The Litigation Trust offered to submit a revised proposed class action order in an attempt to respond to those concerns. The Court advised both sides, at the conclusion of oral argument, that it would permit the Litigation Trust to do so, but that it would also allow the defendants to submit a response as to whether the Litigation Trust’s submission of a revised class action order, without more, would be enough.

The Litigation Trust has now submitted the promised revised proposed class action order. But perhaps not surprisingly, the defendants have responded that the changes in the requested relief are too major to deny defendants further opportunity to be heard with respect to what the defendants say is in substance a different motion.
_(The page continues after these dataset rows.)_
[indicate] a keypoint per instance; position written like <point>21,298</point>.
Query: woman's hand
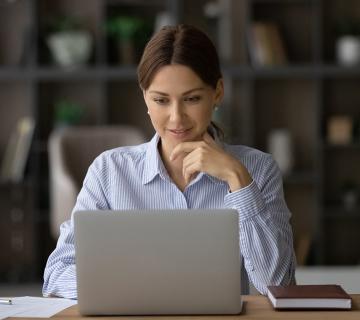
<point>206,156</point>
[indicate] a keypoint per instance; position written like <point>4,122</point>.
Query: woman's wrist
<point>239,178</point>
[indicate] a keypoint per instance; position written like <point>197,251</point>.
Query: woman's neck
<point>174,168</point>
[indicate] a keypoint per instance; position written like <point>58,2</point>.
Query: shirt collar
<point>153,163</point>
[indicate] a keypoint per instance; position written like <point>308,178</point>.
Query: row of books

The defendants also continue to press their contention that while a motion to dismiss that they had filed is sub judice, and matters in the Second Circuit, in other cases, might affect proceedings in Lyondell, addressing class certification here and now would be premature.

The Court is not persuaded by all of the defendants’ contentions (which given the Court’s determination here, need not be addressed at length), but agrees with enough of the defendants’ points to agree that class certification now cannot be granted. Awaiting the decisions on other fronts is desirable, even if not essential. But more fundamentally, the issues as to the relief the Litigation Trust would seek; the entities who would be members of the desired class; and the provision(s) of Fed. R. Civ. P. 23 on which the Litigation Trust would proceed are sufficiently major to require a new or dramatically amended class certification motion.

The Litigation Trust can, and must, file one. At this point, its motion for class certification is denied without prejudice. Class certification cannot be granted now, either as originally proposed or as it might be granted pursuant to the Litigation Trust’s new form of order alone.


[1] That provision provides that “[w]hen appropriate, an action may be brought or maintained as a class action with respect to particular issues.”